I love it when you rant!

This is a really good piece on some of the common ailments and fixes on great classic cameras. Thank you!

I get irked when bloggers review cameras and go on and on about some issue they had with a particular camera and give it a bad review based on that. In many cases, just reading one of the online camera manuals will explain that the problem they are having with their camera is easily remedied by following the directions.

Even though most classic film cameras feel pretty familiar to me by now, I still search out online manuals before I use a new-to-me camera for the first time.

Mike said...

You're right that a lot of negative comments about old cameras are very often based on single encounters with the camera model. The Butkus manuals site is a great resource as he has manuals for nearly everything. The old folders and box cameras don't often need lengthy instructions to go with them, but some of the last generation of film cameras can be pretty intimidating without some written guidance.

Jim Grey said...

I agree with the substance of your rant. But I was initially one of the people you rant against. I'd shoot with some new-to-me old camera, not really knowing what I was doing. And I'd get bad results and say "meh, bleh, this camera sucks."

I learned better, in no small part because of other film-photo bloggers who blogged about the simple repairs they were doing, and about the techniques they used to get the best from their old gear. Here's hoping the current crop of new film-photography bloggers do, too.

Mike said...

I knew a fellow in Las Cruces who was a very capable artist with paint and pencil. He had a big collection of old cameras. He thought they were beautiful objects, and I guess that is ok. However, I always felt the cameras would be happier in the possession of a person who would put them to use. Glad you saw the light, Jim.

Lurcher1 said...

Point well taken.

But I have found light leaks, especially prevalent in Kodak folders, virtually impossible to fix unless they consist of one or two very small pinholes that can be simply patched with gaffer tape. When the leaks are more extensive I have tried various remedies involving glue, shoe polish, fabric paint and God knows what else. The result is usually a stiff bellows that is impossible to re-fold. I successfully patched a Kodak Bantam Special (beautiful camera), but I can't risk re-folding it lest it spring further leaks.
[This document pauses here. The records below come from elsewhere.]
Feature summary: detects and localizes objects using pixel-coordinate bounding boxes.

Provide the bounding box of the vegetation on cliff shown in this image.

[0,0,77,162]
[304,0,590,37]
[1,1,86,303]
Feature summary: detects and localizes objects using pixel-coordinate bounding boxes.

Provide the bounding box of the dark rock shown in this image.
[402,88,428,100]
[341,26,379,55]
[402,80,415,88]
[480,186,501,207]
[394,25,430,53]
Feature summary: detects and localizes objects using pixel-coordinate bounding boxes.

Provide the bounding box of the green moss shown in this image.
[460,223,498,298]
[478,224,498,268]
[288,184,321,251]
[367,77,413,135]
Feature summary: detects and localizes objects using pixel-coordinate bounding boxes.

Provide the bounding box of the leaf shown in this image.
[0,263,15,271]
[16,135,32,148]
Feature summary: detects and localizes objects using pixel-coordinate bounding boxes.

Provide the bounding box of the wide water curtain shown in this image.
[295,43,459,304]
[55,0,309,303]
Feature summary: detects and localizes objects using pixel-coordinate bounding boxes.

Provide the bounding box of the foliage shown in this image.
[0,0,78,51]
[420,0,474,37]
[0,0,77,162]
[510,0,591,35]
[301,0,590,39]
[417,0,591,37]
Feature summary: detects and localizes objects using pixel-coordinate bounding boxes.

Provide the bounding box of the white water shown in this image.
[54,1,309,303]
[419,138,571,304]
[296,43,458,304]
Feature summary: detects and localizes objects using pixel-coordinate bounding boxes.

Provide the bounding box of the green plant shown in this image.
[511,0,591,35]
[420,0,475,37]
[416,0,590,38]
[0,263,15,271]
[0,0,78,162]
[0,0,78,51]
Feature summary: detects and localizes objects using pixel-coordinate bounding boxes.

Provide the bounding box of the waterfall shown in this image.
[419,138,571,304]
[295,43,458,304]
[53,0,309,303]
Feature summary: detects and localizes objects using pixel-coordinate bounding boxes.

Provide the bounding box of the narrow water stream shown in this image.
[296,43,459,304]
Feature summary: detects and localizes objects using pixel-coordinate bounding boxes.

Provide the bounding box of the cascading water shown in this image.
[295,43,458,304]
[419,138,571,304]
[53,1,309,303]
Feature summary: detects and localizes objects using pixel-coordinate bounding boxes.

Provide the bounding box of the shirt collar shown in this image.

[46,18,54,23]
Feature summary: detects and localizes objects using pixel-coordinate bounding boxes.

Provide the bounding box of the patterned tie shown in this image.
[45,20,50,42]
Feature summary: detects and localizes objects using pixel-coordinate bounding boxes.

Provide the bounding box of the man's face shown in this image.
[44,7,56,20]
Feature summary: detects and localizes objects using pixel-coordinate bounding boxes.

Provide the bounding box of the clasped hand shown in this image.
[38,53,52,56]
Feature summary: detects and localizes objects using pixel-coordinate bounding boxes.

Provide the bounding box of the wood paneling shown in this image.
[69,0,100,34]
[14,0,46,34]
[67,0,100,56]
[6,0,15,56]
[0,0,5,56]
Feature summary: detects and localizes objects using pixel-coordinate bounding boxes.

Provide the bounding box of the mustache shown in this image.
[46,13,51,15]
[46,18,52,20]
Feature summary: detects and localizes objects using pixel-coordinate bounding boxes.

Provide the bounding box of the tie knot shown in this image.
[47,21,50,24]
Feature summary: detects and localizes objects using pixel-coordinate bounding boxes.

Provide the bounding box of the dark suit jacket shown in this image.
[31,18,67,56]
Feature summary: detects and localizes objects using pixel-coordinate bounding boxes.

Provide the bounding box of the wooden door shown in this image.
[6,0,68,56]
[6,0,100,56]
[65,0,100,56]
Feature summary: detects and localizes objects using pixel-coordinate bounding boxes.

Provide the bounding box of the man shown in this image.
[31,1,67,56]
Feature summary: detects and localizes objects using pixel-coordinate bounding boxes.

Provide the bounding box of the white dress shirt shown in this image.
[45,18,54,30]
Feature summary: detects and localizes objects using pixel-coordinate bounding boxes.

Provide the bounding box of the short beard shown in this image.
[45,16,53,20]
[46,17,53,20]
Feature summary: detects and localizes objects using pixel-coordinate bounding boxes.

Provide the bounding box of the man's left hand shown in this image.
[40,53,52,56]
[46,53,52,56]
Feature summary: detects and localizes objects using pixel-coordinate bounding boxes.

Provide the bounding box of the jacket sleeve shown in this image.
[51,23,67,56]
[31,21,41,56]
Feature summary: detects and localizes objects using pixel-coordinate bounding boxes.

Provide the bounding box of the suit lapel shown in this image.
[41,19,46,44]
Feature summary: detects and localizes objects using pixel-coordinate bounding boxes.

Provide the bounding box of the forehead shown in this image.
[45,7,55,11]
Frustrated by the difficulty of repairing leaky bellows, I recently grafted a good lens-shutter onto a cheap folder with sound bellows of same focal length. In one case this worked well--front end from Zeiss Ikon Ikonta grafted onto a cheap Adox In another case--front end from Agfa Isolette onto Agfa Speedex--the images are coming out blurred. I wonder if anyone else has tried this.

Adam Fairclough

Mike said...

You are right that some of the later Kodaks have bellows that deteriorate beyond repair. For those better ones with just a few pinholes I have had pretty good luck using Tulip brand ebony fabric paint to put just a small dot over the pinhole and then letting it dry thoroughly. I've also tried the black putty-like material referred to as "liquid plummer tape", but like you found that it just makes a mess of things.

I have replaced the bellows on a couple of my Kodak folders. You can find replacement bellows on ebay, though the type and dimensions are sometimes hard to come by at times.

I did one lens replacement on one of my little Kodak Retina folders. I took a very fine Ektar from a junker and replaced a very cloudy Xenar. That was a tricky repair because you can't test the infinity focus without completely reassembling the camera. It is a big help when you can find good repair instructions on the web. In this case I got what I needed from the very helpful web site and YouTube videos made by the New Zealaner, Chris Sherlock. He was also the reason I was able to replace the prism in my Retina Reflex.

kevinthephotographer said...

A fine article Mike. I have even read some blog reviews which have a long description of the camera that ends with "I can't wait to put a film through !" - how can you review a camera you haven't actually used?


Mike said...

Right. That does seem similar to praising the great stylistic panache of the Jaguar XK120 without talking about how it actually handles on the road.